Hierzu soll ein Runder Tisch mit allen Beteiligten und Betroffenen einberufen werden und es sollen die offenen rechtlichen Fragen zum Antrag beim Bundesamt für Arzneimittel und Medizinprodukte (Der Antrag des Landes Schleswig-Holstein hatte 100 Seiten) ebenso wie praktische Aspekte wie die Cannabisbeschaffung geklärt werden.

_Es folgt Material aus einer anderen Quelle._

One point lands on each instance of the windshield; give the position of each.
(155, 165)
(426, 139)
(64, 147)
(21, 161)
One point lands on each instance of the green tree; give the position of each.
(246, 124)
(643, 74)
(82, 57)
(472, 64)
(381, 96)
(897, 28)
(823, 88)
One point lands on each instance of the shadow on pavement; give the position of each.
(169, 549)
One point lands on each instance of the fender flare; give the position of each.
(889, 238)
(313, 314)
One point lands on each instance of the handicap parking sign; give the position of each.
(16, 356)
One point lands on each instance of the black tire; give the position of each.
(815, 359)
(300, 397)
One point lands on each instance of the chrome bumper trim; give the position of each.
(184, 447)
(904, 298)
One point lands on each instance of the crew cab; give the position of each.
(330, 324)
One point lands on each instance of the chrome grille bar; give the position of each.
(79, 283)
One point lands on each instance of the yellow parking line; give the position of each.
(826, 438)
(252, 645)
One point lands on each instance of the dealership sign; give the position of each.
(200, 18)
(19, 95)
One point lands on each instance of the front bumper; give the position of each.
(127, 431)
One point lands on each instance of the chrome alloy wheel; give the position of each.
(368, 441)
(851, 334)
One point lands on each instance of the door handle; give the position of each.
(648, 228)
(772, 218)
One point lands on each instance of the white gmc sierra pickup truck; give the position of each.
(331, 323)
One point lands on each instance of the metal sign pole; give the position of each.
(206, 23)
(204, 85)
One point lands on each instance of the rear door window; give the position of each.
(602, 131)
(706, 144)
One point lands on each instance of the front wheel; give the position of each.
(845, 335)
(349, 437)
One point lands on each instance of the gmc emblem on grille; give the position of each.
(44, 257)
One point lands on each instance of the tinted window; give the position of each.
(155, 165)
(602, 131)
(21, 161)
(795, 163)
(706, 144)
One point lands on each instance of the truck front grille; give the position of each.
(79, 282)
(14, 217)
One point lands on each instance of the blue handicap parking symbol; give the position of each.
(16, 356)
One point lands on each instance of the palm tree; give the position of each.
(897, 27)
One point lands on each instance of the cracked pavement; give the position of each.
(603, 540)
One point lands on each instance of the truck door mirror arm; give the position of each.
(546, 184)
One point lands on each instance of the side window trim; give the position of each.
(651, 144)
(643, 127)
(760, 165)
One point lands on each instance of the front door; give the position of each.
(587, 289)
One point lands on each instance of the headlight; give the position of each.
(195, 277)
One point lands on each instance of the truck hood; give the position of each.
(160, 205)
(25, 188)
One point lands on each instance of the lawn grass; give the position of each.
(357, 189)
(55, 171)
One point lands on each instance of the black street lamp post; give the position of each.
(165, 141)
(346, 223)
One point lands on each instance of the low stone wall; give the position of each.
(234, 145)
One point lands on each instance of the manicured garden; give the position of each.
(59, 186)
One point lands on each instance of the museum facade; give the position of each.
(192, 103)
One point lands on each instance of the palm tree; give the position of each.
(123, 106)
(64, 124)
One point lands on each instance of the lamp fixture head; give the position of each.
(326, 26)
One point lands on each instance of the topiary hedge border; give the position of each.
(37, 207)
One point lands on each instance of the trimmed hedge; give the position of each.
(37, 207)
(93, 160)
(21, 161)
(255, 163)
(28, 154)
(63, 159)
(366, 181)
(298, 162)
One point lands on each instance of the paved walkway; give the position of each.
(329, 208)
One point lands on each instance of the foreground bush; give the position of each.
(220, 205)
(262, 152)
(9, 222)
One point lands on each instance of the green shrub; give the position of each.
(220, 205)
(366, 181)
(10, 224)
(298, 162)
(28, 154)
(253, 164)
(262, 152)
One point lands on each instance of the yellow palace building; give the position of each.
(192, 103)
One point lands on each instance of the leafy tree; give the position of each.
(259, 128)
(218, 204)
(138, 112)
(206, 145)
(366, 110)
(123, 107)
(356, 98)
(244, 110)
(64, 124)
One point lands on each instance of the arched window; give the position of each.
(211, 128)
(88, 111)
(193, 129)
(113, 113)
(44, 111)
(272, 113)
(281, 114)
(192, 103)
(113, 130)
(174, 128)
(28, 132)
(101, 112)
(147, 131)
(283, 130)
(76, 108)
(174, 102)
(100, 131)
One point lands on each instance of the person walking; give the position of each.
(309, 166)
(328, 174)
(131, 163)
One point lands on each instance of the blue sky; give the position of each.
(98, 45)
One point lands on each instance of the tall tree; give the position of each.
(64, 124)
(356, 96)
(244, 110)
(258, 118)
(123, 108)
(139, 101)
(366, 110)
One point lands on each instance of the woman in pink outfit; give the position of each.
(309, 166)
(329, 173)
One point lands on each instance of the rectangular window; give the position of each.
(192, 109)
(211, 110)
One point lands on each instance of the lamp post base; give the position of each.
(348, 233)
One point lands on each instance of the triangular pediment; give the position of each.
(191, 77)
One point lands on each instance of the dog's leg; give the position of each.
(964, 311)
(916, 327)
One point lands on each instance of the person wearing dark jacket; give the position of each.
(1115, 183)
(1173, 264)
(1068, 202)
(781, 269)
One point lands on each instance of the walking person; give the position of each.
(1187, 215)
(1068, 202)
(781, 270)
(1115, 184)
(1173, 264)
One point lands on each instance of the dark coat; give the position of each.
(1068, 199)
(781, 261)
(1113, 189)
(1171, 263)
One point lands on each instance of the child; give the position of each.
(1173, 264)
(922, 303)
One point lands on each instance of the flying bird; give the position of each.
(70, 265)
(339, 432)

Die Begründung des Antrages lautet:
Die Situation am Görlitzer Park verdeutlicht, dass die Prohibitionspolitik der letzten Jahrzehnte gescheiter ist. Sie führt nicht zu weniger Drogenkonsum, verhindert einen effektiven Jugendschutz sowie eine gezielte Präventions- und Hilfearbeit,. Anwohner*innen beschweren sich immer häufiger über die Verkaufspraxis der Dealer im Görlitzer Park. Die Polizeieinsätze führen maximal zu einer Verlagerung des Handels in die umliegenden Straßen oder in die Hasenheide. Ist der Polizeieinsatz vorüber, kehrt auch der Handel wieder in den Park zurück. Das ist teuer und sinnlos, denn: Solange die Nachfrage da ist, wird es ein Angebot geben. Zudem setzen sich Konsument*innen aus aller Welt Gefahren aus, da keine effektive Kontrolle bzgl. THC-Gehalt oder schädlichen Substanzen zur Streckung des verkauften Stoffes möglich ist. Auch eine effektive Präventions- und Abhängigkeitshilfearbeit wird durch die Kriminalisierung erschwert. Zudem gibt es bis heute weltweit keinen Nachweis, dass Verbote den Drogenkonsum einschränken. Im Gegenteil: In Portugal und Holland, wo der Konsum von Drogen aus der Cannabispflanze entkriminalisiert ist, ist die Zahl der Konsument*innen gesunken. Eine sinnvolle Alternative zum Schwarzmarkt wäre, Drogen wie Cannabis kontrolliert in Verkaufsstellen abzugeben, um dem Handel im Park die Grundlage zu entziehen und effektive Präventionsarbeit leisten zu können. § 3 des Betäubungsmittelgesetzes (BtMG) sieht Ausnahmen vom generellen Verkehrsverbot von Cannabis vor, solange daran ein begründetes wissenschaftliches oder ein anderes öffentliches Interesse besteht. In einem Modellprojekt zur Abgabe von Cannabis könnte dabei zum Beispiel die Fragestellung untersucht werden, in wie weit Personen mit problematischen Konsummustern eher erreicht werden können, ob gesundheitliche Schädigungen durch einen effektiven Verbraucher*innenschutz verringert werden können oder in wie weit der Jugendschutz durch eine Zerschlagung des allgemeinen Schwarzmarktes besser durchzusetzen ist.
In Zusammenarbeit von Expert*innen, Anwohner*innen und Initiativen soll das BA daher einen Antrag an das BfArM entwickeln, der den Genehmigungsanforderungen genügt.